V. Disease modelling
Mouse models of human diseases are invaluable tools but do not always faithfully mimic the human situation. Where the mouse and human physiology are different or indeed the genetic basis of the disease is unknown, human disease-speciﬁc iPSCs lines can be generated and differentiated into the tissues afflicted with the phenotype. Such model systems will undoubtedly provide unique insights into the disease pathophysiology. We are currently involved in the following disease models:
Mitochondrial DNA Polymerase gamma mutations, including Alpers Syndrome, in collaboration with Prof.
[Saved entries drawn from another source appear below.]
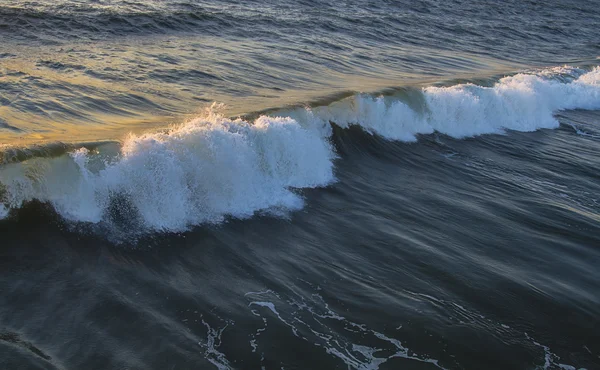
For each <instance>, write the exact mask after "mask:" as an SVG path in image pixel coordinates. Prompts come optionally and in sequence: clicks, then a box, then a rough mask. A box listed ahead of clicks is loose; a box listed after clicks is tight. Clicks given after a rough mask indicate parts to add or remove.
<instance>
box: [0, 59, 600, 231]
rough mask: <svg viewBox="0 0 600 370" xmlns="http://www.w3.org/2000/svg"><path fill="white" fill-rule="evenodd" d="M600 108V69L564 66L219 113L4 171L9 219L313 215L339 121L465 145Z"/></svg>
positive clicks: (27, 162)
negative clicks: (248, 118) (270, 107)
mask: <svg viewBox="0 0 600 370" xmlns="http://www.w3.org/2000/svg"><path fill="white" fill-rule="evenodd" d="M566 109H600V68H598V67H597V68H595V69H593V70H591V71H585V70H581V69H577V68H571V67H562V68H553V69H547V70H543V71H538V72H535V73H533V72H532V73H520V74H516V75H514V76H510V77H505V78H502V79H500V80H499V81H497V82H496V83H495V84H493V85H491V86H489V87H485V86H478V85H475V84H470V83H468V84H459V85H454V86H447V87H426V88H423V89H421V90H418V91H415V92H411V93H406V92H404V93H403V94H400V95H398V94H396V95H390V96H379V97H374V96H371V95H365V94H359V95H355V96H353V97H351V98H347V99H343V100H341V101H337V102H334V103H332V104H330V105H328V106H323V107H313V108H297V109H291V110H288V111H285V112H284V111H280V112H277V113H276V114H274V115H271V116H261V117H259V118H257V119H256V120H254V121H250V120H243V119H228V118H225V117H222V116H220V115H218V114H216V113H214V112H212V111H209V112H207V114H206V115H205V116H204V117H201V118H197V119H195V120H192V121H190V122H187V123H184V124H182V125H181V126H179V127H175V128H172V129H170V130H168V131H165V132H158V133H148V134H145V135H141V136H136V135H130V136H129V137H127V138H126V139H125V140H124V141H123V143H122V145H121V147H120V148H117V149H116V150H114V149H110V148H111V147H110V145H108V146H102V145H100V146H98V147H96V148H93V149H92V150H90V149H86V148H79V149H75V150H72V151H70V152H69V153H67V154H65V155H62V156H58V157H54V158H47V157H38V158H32V159H27V160H25V161H21V162H18V163H5V164H4V165H3V166H2V167H0V218H3V217H7V216H8V215H9V214H10V213H11V212H13V211H15V210H17V209H19V208H20V207H22V206H23V205H24V204H25V203H27V202H29V201H32V200H38V201H41V202H43V203H48V204H51V205H52V207H53V208H54V209H55V211H56V212H57V213H58V214H59V215H60V216H61V217H63V218H64V219H66V220H69V221H75V222H85V223H93V224H98V223H101V224H108V225H113V224H123V223H125V224H127V225H128V226H127V228H128V229H131V230H138V231H140V232H145V231H175V232H177V231H183V230H186V229H188V228H189V227H190V226H192V225H198V224H202V223H219V222H221V221H223V220H224V219H225V218H226V217H234V218H247V217H251V216H252V215H253V214H255V213H256V212H258V211H267V212H271V213H272V212H275V213H279V214H280V213H282V212H283V213H285V212H287V211H290V210H297V209H300V208H302V206H303V200H302V197H301V194H300V193H299V191H298V189H302V188H315V187H323V186H327V185H329V184H331V183H332V182H334V181H335V177H334V159H335V158H336V153H335V149H334V147H333V145H332V144H331V140H330V139H331V135H333V130H332V129H331V125H330V124H331V123H332V124H335V125H337V126H340V127H342V128H347V127H349V126H350V125H359V126H360V127H362V129H363V130H364V131H366V132H368V133H371V134H376V135H379V136H381V137H383V138H386V139H388V140H400V141H406V142H413V141H416V140H417V136H418V135H419V134H430V133H433V132H439V133H442V134H446V135H449V136H451V137H454V138H464V137H471V136H476V135H482V134H491V133H502V132H504V130H517V131H534V130H537V129H540V128H556V127H558V125H559V123H558V121H557V119H556V118H555V117H554V116H553V114H554V112H556V111H559V110H566Z"/></svg>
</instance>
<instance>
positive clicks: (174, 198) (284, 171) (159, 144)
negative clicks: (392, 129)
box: [0, 114, 334, 231]
mask: <svg viewBox="0 0 600 370" xmlns="http://www.w3.org/2000/svg"><path fill="white" fill-rule="evenodd" d="M333 158H334V152H333V150H332V147H331V146H330V145H329V142H328V141H327V140H323V139H322V137H321V134H320V132H319V131H317V130H315V129H314V128H310V127H308V128H307V127H302V126H300V125H299V124H298V123H297V122H296V121H294V120H292V119H290V118H270V117H261V118H259V119H258V120H256V121H255V122H253V123H252V124H250V123H248V122H246V121H243V120H229V119H226V118H223V117H219V116H216V115H213V114H209V115H208V116H207V117H205V118H201V119H196V120H193V121H191V122H188V123H186V124H183V125H181V126H180V127H178V128H175V129H172V130H171V131H169V132H167V133H154V134H146V135H142V136H134V135H132V136H130V137H128V138H127V139H126V140H125V141H124V143H123V146H122V148H121V153H120V155H119V156H118V157H116V158H114V159H113V160H112V161H106V160H104V159H103V156H102V153H91V152H90V151H89V150H87V149H79V150H75V151H73V152H71V153H70V154H69V155H68V156H62V157H59V158H56V159H44V158H38V159H36V160H32V161H28V162H26V163H23V164H11V165H8V166H5V167H4V168H2V169H1V170H0V179H1V182H2V184H3V185H4V188H5V194H4V198H5V203H6V205H5V206H8V207H11V208H17V207H20V206H21V204H22V203H23V202H26V201H30V200H33V199H37V200H39V201H42V202H47V203H50V204H51V205H52V206H53V207H54V209H55V210H56V212H58V213H59V214H60V215H61V216H62V217H64V218H65V219H67V220H70V221H78V222H90V223H100V222H106V223H114V222H115V221H116V220H117V219H119V220H122V219H123V218H124V217H126V218H127V219H128V222H133V223H134V225H135V226H136V227H137V228H140V229H142V230H153V231H181V230H185V229H186V228H187V227H188V226H190V225H194V224H200V223H215V222H220V221H222V220H223V218H224V217H225V216H232V217H236V218H245V217H249V216H251V215H252V214H253V213H254V212H255V211H257V210H262V209H273V210H277V209H285V210H288V209H298V208H301V207H302V200H301V198H300V197H299V196H298V195H297V194H296V193H295V192H294V191H293V190H291V189H294V188H307V187H319V186H325V185H327V184H329V183H330V182H331V181H333V179H334V177H333V162H332V160H333ZM4 213H6V212H4ZM123 216H124V217H123ZM132 220H133V221H132ZM130 226H131V225H130Z"/></svg>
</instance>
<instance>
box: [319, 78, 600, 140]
mask: <svg viewBox="0 0 600 370" xmlns="http://www.w3.org/2000/svg"><path fill="white" fill-rule="evenodd" d="M421 93H422V95H421V96H420V97H419V98H418V99H412V101H410V102H404V101H399V100H395V98H394V97H391V98H390V97H372V96H368V95H357V96H355V97H354V98H353V99H349V100H344V101H341V102H337V103H334V104H332V105H330V106H328V107H322V108H317V109H315V110H314V114H315V116H317V117H319V118H320V119H322V120H327V121H331V122H335V123H336V124H337V125H339V126H341V127H348V126H349V125H355V124H358V125H360V126H361V127H362V128H363V129H364V130H365V131H367V132H370V133H373V134H377V135H380V136H382V137H384V138H386V139H390V140H401V141H407V142H411V141H416V139H417V138H416V135H418V134H431V133H433V132H439V133H442V134H445V135H448V136H451V137H454V138H465V137H471V136H477V135H482V134H492V133H502V132H503V131H504V130H506V129H508V130H516V131H525V132H527V131H535V130H537V129H540V128H556V127H558V121H557V120H556V118H554V116H553V113H554V112H556V111H559V110H565V109H599V108H600V68H595V69H593V70H592V71H589V72H586V71H584V70H581V69H577V68H571V67H561V68H553V69H548V70H543V71H541V72H538V73H532V74H526V73H520V74H517V75H514V76H510V77H505V78H502V79H500V80H499V81H498V82H497V83H496V84H494V85H493V86H492V87H483V86H477V85H474V84H460V85H455V86H450V87H427V88H424V89H423V90H422V91H421Z"/></svg>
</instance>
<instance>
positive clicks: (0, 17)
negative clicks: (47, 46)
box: [0, 5, 231, 41]
mask: <svg viewBox="0 0 600 370" xmlns="http://www.w3.org/2000/svg"><path fill="white" fill-rule="evenodd" d="M230 21H231V20H228V17H227V16H226V15H225V14H219V13H218V12H212V11H209V10H207V9H204V8H202V7H200V6H197V5H193V6H192V5H190V6H188V7H186V9H179V10H177V9H175V10H173V9H171V10H168V11H167V10H154V9H141V10H139V11H128V12H122V11H121V12H117V11H116V10H115V9H112V8H94V7H89V8H74V9H67V10H62V11H57V10H56V9H53V8H44V7H41V8H17V7H11V6H1V5H0V34H4V35H5V36H6V37H7V38H13V37H17V38H19V39H24V40H25V39H27V40H29V41H31V40H36V39H44V40H46V39H48V36H50V37H51V38H57V39H62V38H64V37H70V38H81V37H86V38H89V39H92V40H93V39H104V38H106V37H107V36H123V35H128V34H144V33H166V32H168V31H198V30H199V29H200V30H203V31H205V32H207V33H210V32H211V30H214V29H215V27H227V26H229V25H230V23H229V22H230ZM15 35H17V36H15Z"/></svg>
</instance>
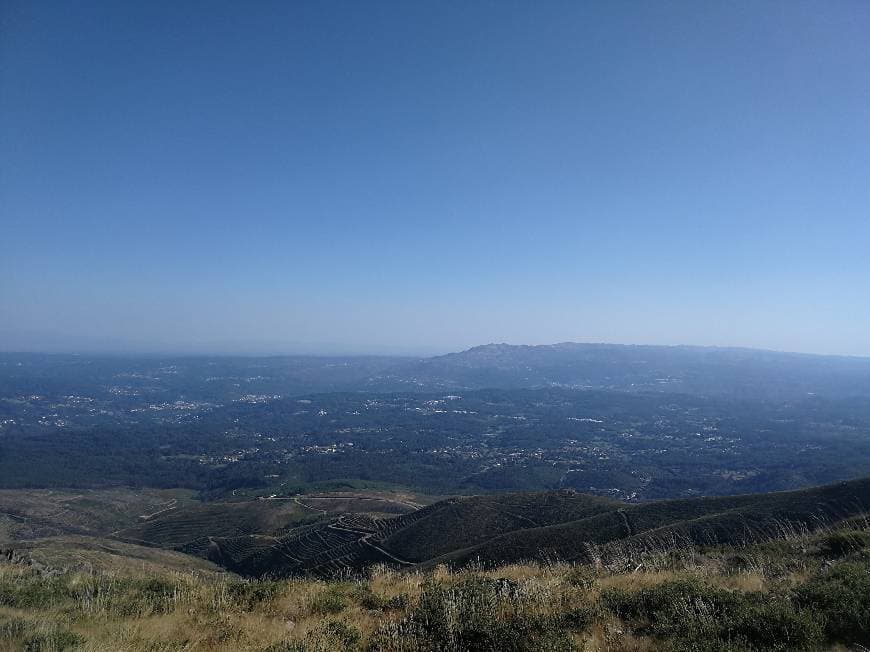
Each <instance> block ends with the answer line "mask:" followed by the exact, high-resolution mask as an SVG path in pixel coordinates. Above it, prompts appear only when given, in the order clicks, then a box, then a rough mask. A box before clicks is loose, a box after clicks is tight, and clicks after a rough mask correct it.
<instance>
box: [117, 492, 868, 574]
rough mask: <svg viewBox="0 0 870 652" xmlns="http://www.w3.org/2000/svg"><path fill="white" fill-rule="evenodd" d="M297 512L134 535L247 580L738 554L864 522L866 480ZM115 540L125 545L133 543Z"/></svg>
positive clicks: (230, 509) (187, 520)
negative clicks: (850, 520) (620, 495)
mask: <svg viewBox="0 0 870 652" xmlns="http://www.w3.org/2000/svg"><path fill="white" fill-rule="evenodd" d="M306 500H308V499H307V498H306V497H302V498H300V499H299V501H298V502H293V501H284V507H277V506H273V503H276V502H278V501H257V502H255V503H236V504H230V505H221V504H214V505H209V506H204V507H197V508H191V509H187V510H177V511H176V512H174V513H172V514H170V515H164V516H161V517H160V518H158V519H155V522H153V523H145V524H142V525H141V526H139V527H138V528H136V529H135V530H134V531H135V532H136V533H138V535H139V536H141V537H143V539H142V540H144V541H147V542H148V543H149V544H150V545H158V546H162V547H168V548H172V549H175V550H181V551H185V552H189V553H193V554H196V555H199V556H201V557H205V558H207V559H209V560H211V561H213V562H215V563H217V564H219V565H221V566H223V567H224V568H227V569H229V570H231V571H234V572H237V573H239V574H242V575H246V576H253V577H286V576H293V575H311V576H318V577H334V576H337V575H342V574H347V573H356V572H359V571H362V570H363V569H365V568H366V567H369V566H371V565H374V564H386V565H390V566H394V567H397V568H414V567H432V566H434V565H437V564H440V563H446V564H449V565H452V566H464V565H467V564H469V563H472V562H474V563H482V564H484V565H491V566H496V565H499V564H504V563H513V562H521V561H535V560H537V561H557V560H558V561H574V562H581V563H584V562H593V561H594V562H598V561H600V560H601V558H602V557H605V556H610V557H619V556H623V557H626V558H632V557H633V556H636V554H638V553H640V552H644V551H649V550H656V549H663V548H668V547H673V546H674V545H686V546H690V545H744V544H749V543H754V542H759V541H767V540H771V539H776V538H781V537H782V536H783V535H788V534H789V533H790V532H795V531H813V530H816V529H818V528H820V527H823V526H827V525H829V524H831V523H834V522H840V521H843V520H844V519H848V518H851V517H855V516H857V515H865V514H866V513H867V512H868V509H867V506H868V505H870V479H864V480H856V481H852V482H845V483H839V484H836V485H828V486H824V487H817V488H813V489H807V490H801V491H791V492H781V493H770V494H760V495H746V496H733V497H726V498H698V499H688V500H674V501H662V502H655V503H645V504H640V505H628V504H623V503H620V502H616V501H613V500H608V499H605V498H600V497H595V496H587V495H583V494H578V493H574V492H572V491H557V492H544V493H518V494H502V495H488V496H472V497H463V498H450V499H447V500H442V501H439V502H437V503H434V504H432V505H429V506H426V507H423V508H420V509H417V510H414V511H408V512H407V513H405V514H401V515H398V516H389V515H385V514H383V513H364V512H360V511H356V512H353V511H344V512H342V513H339V514H337V515H336V514H335V513H333V514H331V515H330V514H320V515H318V517H316V520H314V521H313V522H307V523H303V522H301V521H299V520H297V519H298V518H299V514H298V512H295V511H294V506H295V507H300V508H303V509H308V510H310V509H311V507H310V506H308V504H307V503H306V502H305V501H306ZM303 506H304V507H303ZM191 517H193V518H191ZM310 518H311V517H310V516H309V519H310ZM122 536H123V537H124V538H125V539H126V540H131V531H130V530H128V531H125V532H124V533H122ZM144 537H150V538H149V539H145V538H144Z"/></svg>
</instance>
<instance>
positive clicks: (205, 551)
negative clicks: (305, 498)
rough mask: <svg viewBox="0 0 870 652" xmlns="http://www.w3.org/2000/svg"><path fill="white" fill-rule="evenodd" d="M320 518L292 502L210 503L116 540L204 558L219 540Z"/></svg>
mask: <svg viewBox="0 0 870 652" xmlns="http://www.w3.org/2000/svg"><path fill="white" fill-rule="evenodd" d="M318 518H319V516H318V515H316V514H312V510H310V509H308V508H306V507H304V506H303V505H300V504H299V503H297V502H295V501H292V500H255V501H247V502H239V503H210V504H204V505H194V506H190V507H185V508H181V509H172V510H168V511H166V512H163V513H160V514H157V515H155V516H154V517H152V518H148V519H145V520H144V521H143V522H142V523H140V524H138V525H136V526H134V527H130V528H126V529H124V530H121V531H120V532H118V533H117V534H116V537H117V538H118V539H120V540H122V541H129V542H131V543H139V544H144V545H152V546H156V547H160V548H169V549H172V550H179V551H182V552H187V553H191V554H197V555H204V553H205V552H206V551H207V550H208V549H209V546H210V542H211V540H212V539H213V538H215V537H238V536H242V535H261V534H278V533H279V532H281V531H282V530H287V529H289V528H293V527H297V526H299V525H300V524H303V523H305V522H306V521H310V520H317V519H318Z"/></svg>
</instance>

Laurence Bindoff (University of Bergen).
Inborn errors of metabolism, including Niemann Pick disease, Alpha-1-antitrypsin deficiency (conformational proteinopathy), in collaboration with Dr. Yngve Bliksrud, Dr. Runar Almaas, Dr. Terje Rootwelt (Rikshospital, Oslo).
Neurodegenerative diseases, Schizophrenia, Bipolar disorder and Ataxias in collaboration with Prof. Ole Andreassan, Dr. Srjdan Djorvic (Intitute of Clinical Medicine, UiO) and Prof. Joel Glover.
VI. Conservation of critically endangered species
We are generating a bank of iPSCs from critically endangered species. We have successfully generated iPSCs from a number of critically endangered species via integration free methodologies producing “clean” iPSCs. This will provide an extremely powerful resource that will potentially allow us to generate gametes for assisted reproduction of these species.